Kömüre veda ilk kez ele alındı
Zengin ve kalkınmakta olan ülkelerden gelen baskı sonucu nihai somut formülasyon zayıflatılmış olsa da zirvenin kapanış bildirgesinde ilk kez fosil enerjilere veda etmenin gerekliliği açık bir şekilde dile getirildi. Yoksul ülkelere, zengin kuzey ülkeleri tarafından yapılacak geçiş dönemi yardımlarının iki katına çıkarılması taahhüt edildi. Küresel bazda en büyük emisyon üreticileri olan ABD ve Çin, Glasgow'da aylardır devam eden diplomatik soğukluğu bir kenara bırakarak ortak bir açıklamada buluştu ve çabalarını iki katına çıkarma sözü verdi.
Küresel ısınmanın yüzyılın sonuna kadar 1,5 derecenin üzerine çıkarılmaması hedefi ise artık kritere dönüşmüş durumda; hiç kimse kısa bir süre öncesine iklimle ilgili siyasi tartışmaların merkezinde yer alan 2 derece hedefinden bahsetmiyor artık. Daha önceki iklim zirveleri ile kıyaslandığında bu nefes kesici bir ilerleme.
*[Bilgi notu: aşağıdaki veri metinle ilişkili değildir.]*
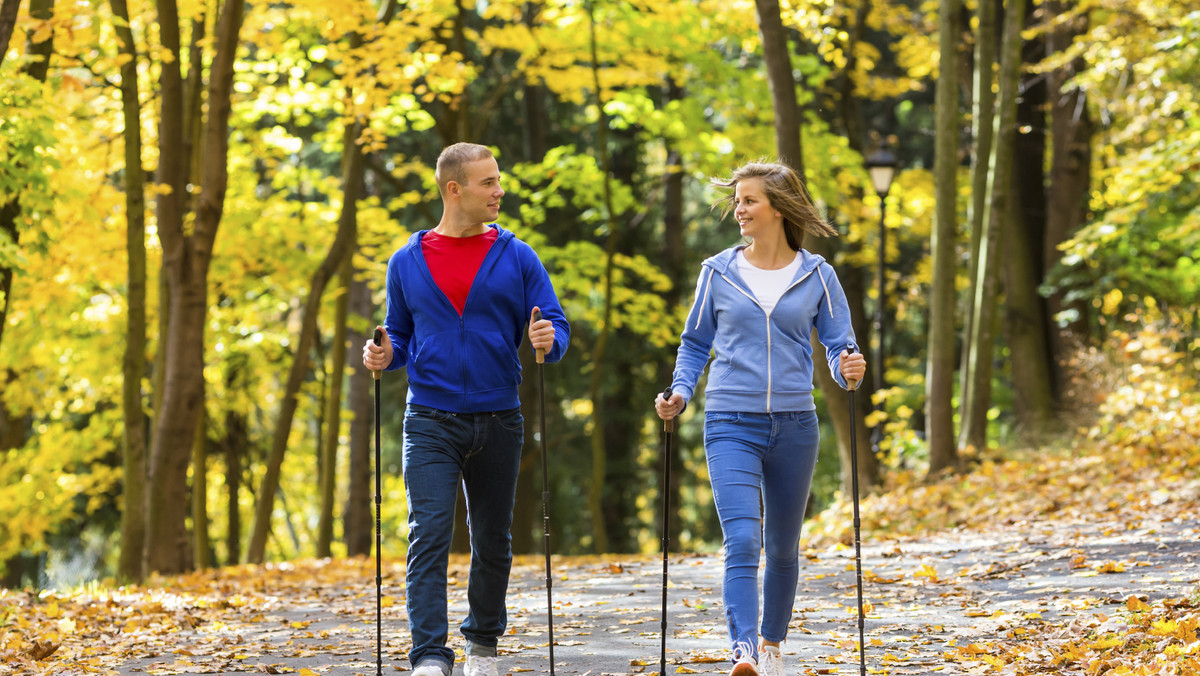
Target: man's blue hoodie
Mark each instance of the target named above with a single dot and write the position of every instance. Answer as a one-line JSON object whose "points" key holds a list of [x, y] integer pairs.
{"points": [[763, 360], [469, 363]]}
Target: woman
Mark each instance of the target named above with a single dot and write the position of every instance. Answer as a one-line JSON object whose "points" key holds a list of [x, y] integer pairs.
{"points": [[757, 305]]}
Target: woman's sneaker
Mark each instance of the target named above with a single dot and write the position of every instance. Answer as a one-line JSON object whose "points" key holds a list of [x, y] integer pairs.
{"points": [[478, 665], [744, 660], [427, 668], [771, 662]]}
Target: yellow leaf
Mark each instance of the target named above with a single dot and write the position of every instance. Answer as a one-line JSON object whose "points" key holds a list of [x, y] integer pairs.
{"points": [[1164, 628], [1137, 605], [927, 570]]}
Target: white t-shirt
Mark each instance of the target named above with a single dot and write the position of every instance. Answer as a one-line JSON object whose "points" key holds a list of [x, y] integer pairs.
{"points": [[767, 285]]}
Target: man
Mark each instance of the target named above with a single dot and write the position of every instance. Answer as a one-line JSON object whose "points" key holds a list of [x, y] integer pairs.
{"points": [[459, 298]]}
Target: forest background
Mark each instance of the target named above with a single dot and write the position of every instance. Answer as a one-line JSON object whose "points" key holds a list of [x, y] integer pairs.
{"points": [[198, 199]]}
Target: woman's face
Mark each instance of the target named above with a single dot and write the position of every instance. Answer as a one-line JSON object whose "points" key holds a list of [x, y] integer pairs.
{"points": [[753, 210]]}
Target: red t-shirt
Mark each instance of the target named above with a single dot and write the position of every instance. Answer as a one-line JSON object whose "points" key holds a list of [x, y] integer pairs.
{"points": [[454, 262]]}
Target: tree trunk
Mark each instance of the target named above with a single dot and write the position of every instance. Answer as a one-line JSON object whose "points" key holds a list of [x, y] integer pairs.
{"points": [[358, 526], [203, 548], [853, 283], [599, 450], [343, 243], [9, 11], [789, 148], [1024, 312], [352, 190], [1071, 178], [940, 370], [235, 446], [981, 312], [186, 261], [135, 365], [781, 83]]}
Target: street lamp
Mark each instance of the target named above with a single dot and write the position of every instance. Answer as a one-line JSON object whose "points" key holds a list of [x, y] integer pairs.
{"points": [[881, 166]]}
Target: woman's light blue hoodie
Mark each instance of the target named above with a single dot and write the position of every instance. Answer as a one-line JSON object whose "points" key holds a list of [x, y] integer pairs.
{"points": [[763, 360]]}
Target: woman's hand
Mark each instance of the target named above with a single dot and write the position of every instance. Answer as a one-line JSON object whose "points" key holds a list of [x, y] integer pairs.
{"points": [[669, 408], [853, 366]]}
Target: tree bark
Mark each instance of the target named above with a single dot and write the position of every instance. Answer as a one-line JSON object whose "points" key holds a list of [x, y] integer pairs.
{"points": [[1024, 309], [9, 11], [343, 243], [334, 400], [940, 370], [527, 510], [790, 150], [599, 459], [203, 548], [15, 424], [778, 60], [186, 261], [853, 281], [1071, 178], [135, 365], [357, 528], [981, 312]]}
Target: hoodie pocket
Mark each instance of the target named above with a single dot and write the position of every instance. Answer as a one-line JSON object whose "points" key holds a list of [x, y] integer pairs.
{"points": [[492, 362]]}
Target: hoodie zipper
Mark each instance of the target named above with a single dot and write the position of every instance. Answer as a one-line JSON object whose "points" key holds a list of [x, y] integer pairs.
{"points": [[755, 300]]}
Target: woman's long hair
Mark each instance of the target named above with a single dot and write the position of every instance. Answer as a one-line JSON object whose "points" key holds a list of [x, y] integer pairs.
{"points": [[786, 193]]}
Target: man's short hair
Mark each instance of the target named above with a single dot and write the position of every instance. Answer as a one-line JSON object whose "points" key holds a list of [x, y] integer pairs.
{"points": [[454, 160]]}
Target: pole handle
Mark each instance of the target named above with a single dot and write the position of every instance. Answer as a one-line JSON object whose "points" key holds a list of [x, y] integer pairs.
{"points": [[667, 425], [852, 383], [539, 352], [378, 340]]}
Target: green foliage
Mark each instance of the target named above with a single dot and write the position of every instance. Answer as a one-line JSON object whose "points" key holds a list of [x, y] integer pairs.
{"points": [[1141, 245]]}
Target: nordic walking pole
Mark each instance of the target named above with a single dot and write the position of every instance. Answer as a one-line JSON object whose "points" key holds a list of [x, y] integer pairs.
{"points": [[851, 386], [667, 428], [545, 495], [378, 340]]}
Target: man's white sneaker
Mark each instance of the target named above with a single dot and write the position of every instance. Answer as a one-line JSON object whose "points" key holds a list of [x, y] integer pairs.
{"points": [[478, 665], [743, 660], [771, 662], [427, 669]]}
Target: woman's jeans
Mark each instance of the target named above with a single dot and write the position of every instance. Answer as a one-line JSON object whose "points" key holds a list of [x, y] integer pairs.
{"points": [[481, 452], [768, 456]]}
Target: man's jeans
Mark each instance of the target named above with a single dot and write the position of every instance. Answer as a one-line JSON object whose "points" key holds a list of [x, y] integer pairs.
{"points": [[772, 455], [481, 452]]}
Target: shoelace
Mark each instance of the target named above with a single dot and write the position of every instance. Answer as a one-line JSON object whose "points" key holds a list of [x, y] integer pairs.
{"points": [[743, 650]]}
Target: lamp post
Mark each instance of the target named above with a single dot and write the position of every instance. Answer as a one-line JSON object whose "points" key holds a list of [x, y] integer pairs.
{"points": [[881, 166]]}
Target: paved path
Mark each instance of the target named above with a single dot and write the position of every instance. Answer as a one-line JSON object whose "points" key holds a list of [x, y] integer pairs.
{"points": [[927, 596]]}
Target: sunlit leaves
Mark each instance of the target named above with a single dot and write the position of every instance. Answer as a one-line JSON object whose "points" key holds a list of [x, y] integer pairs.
{"points": [[1140, 78]]}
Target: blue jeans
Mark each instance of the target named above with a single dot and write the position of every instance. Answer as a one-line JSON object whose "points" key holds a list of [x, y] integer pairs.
{"points": [[768, 458], [481, 452]]}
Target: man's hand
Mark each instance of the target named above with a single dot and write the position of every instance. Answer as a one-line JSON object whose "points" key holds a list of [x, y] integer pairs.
{"points": [[541, 331], [377, 357]]}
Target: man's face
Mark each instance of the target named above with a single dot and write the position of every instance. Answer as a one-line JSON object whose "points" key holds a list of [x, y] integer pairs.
{"points": [[480, 192]]}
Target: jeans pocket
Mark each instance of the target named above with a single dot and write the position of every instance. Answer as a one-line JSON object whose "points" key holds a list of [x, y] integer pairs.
{"points": [[510, 420], [723, 417], [419, 412]]}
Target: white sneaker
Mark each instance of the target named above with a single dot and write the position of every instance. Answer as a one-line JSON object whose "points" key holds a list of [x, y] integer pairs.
{"points": [[771, 662], [427, 669], [743, 660], [478, 665]]}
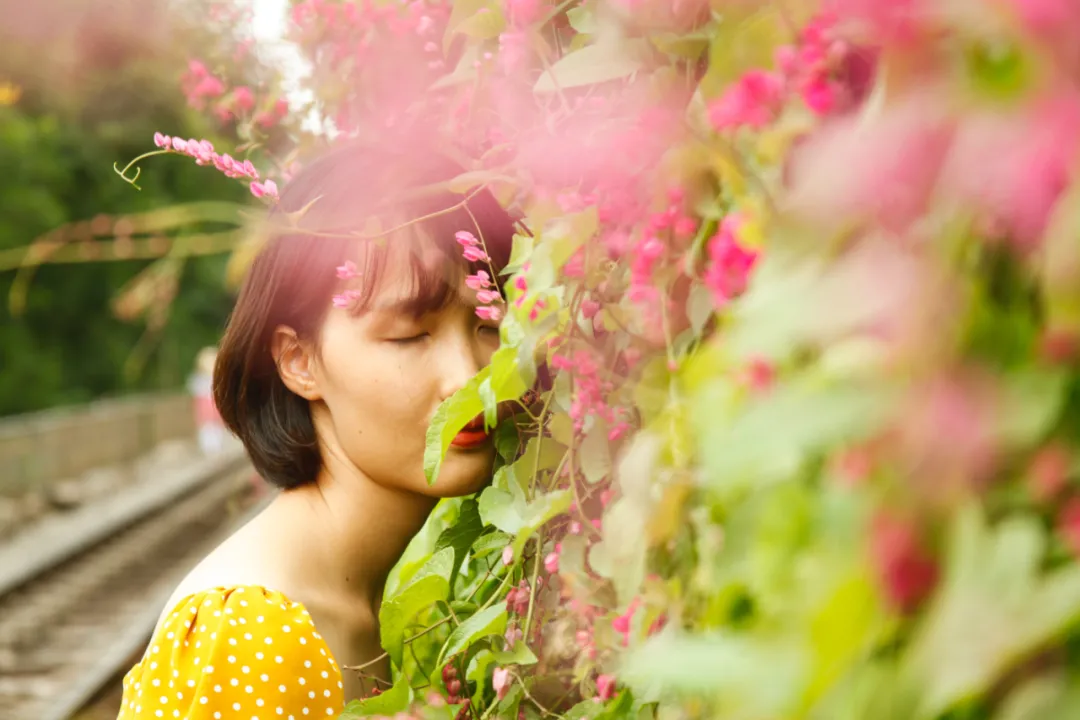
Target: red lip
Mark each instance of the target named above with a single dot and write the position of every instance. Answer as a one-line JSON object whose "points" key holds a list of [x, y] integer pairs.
{"points": [[472, 435]]}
Ancak gerçeklik göz önünde bulundurulduğunda ise durum daha farklı. Bilim insanları, 2030'a kadarki on yılın küresel ısınmaya karşı mücadelede en önemli yıllar olduğunu açıkladı. Birleşik Krallık ev sahipliğindeki zirvede buna verilen reaksiyon ise ülkelerin teker teker girişimlerinin önünün açılması oldu: Metan gazı emisyonunun sınırlandırılması, yoksul ülkelerde ormanların korunması ve fosil enerjilere verilen sübvansiyonların sona erdirilmesi; bunların hepsi 2030'a kadar...
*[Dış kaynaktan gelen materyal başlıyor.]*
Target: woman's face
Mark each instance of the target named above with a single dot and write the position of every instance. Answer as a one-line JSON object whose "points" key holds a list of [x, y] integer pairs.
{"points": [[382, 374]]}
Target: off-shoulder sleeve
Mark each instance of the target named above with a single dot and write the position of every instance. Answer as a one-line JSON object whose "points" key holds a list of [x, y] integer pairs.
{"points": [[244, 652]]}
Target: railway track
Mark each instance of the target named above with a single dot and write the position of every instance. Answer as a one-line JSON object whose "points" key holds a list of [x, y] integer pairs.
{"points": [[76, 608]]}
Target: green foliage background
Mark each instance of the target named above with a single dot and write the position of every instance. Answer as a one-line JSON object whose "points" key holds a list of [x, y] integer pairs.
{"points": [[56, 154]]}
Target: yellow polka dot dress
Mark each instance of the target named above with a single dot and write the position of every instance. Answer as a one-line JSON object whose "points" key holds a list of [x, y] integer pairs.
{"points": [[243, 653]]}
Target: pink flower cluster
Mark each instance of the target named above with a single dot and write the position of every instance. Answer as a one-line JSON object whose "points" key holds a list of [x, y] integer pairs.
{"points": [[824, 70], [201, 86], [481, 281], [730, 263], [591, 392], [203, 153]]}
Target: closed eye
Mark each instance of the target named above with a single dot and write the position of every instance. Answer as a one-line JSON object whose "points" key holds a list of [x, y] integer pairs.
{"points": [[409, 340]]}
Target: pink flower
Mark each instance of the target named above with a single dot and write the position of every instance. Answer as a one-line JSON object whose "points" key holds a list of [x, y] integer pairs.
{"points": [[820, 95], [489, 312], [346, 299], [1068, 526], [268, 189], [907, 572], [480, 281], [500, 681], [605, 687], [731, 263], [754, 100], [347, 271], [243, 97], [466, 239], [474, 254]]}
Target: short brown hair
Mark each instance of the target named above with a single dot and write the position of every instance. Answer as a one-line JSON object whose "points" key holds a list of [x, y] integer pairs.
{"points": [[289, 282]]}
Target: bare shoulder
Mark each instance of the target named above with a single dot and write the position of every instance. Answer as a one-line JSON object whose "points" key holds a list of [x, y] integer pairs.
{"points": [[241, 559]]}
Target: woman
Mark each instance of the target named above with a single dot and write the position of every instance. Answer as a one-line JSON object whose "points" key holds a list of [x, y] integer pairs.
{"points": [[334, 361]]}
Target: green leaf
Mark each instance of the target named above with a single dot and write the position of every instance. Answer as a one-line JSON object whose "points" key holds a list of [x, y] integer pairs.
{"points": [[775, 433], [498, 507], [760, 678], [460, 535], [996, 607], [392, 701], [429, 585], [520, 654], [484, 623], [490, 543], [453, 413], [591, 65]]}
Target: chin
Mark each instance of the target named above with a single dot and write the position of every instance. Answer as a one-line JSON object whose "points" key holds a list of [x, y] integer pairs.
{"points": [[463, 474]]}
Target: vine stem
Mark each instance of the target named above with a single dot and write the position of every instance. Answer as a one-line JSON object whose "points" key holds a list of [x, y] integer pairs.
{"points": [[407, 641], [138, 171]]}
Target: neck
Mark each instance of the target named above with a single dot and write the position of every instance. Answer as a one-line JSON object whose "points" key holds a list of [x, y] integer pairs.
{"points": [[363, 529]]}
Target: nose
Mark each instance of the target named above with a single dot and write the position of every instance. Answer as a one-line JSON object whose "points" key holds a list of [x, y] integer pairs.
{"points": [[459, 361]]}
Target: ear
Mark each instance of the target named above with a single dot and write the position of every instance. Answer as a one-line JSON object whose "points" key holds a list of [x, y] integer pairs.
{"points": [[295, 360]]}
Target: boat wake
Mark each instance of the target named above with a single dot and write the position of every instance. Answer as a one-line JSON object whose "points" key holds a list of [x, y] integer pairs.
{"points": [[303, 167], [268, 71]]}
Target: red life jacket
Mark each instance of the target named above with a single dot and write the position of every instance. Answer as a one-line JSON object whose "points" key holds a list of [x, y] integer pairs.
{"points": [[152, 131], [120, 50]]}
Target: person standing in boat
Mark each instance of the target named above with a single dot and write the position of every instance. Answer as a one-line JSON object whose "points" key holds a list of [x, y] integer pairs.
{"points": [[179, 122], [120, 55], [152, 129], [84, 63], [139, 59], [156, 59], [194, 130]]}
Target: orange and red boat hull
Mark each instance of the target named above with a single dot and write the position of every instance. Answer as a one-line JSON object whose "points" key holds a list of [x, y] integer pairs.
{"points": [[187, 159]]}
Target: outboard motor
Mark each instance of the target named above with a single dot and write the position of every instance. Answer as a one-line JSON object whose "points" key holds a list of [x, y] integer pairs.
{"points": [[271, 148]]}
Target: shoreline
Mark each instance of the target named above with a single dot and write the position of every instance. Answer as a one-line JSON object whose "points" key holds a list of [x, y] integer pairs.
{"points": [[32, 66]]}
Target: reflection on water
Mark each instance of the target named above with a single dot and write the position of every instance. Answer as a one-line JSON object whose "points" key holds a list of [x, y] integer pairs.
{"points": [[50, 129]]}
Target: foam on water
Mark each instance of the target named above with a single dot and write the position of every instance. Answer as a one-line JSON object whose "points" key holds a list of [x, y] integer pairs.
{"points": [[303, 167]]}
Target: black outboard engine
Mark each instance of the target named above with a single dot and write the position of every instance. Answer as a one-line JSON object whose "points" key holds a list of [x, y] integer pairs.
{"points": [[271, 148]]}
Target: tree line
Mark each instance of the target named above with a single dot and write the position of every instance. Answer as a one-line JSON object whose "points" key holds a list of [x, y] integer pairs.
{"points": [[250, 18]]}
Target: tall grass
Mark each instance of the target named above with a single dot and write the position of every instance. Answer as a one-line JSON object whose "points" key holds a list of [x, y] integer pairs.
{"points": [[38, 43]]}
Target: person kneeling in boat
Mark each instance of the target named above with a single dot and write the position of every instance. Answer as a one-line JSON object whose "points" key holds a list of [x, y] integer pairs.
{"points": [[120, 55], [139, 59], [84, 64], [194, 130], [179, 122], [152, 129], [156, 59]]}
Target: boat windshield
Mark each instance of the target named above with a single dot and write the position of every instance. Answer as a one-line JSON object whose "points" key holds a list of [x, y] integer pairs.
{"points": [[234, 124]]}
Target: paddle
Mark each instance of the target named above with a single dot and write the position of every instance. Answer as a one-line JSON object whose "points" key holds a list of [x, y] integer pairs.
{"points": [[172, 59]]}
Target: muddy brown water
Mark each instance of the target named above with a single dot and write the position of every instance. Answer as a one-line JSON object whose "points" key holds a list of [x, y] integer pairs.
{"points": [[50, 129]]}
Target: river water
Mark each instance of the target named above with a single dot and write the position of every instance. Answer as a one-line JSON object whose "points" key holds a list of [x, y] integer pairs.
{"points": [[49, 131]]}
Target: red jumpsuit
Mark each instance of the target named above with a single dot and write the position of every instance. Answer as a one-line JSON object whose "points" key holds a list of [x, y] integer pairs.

Ancak daha dikkatlice bakıldığında bu taahhütlerin hepsinin gönüllü olduğu ve her zamanki gibi hiçbir bağlayıcılığı bulunmadığı dikkat çekiyor. Tıpkı iklim zirvesindeki esas kararlar gibi.
Güvenilirlik ve güven
Bütün iklim zirvelerinde söz konusu olan güvenilirlik ve güven. Zira alınan kararlara uymayanların yargılanması mümkün değil. Konferansların amaçları pozitif bir dinamik geliştirmek, Birleşmiş Milletler (BM) üyesi yaklaşık 190 ülkenin bir mutabakat etrafında bir araya gelmesini sağlamak ve vatandaşları iklim değişikliği nedeniyle giderek daha endişeli hale gelen zengin ülkeler üzerindeki baskıyı artırmak.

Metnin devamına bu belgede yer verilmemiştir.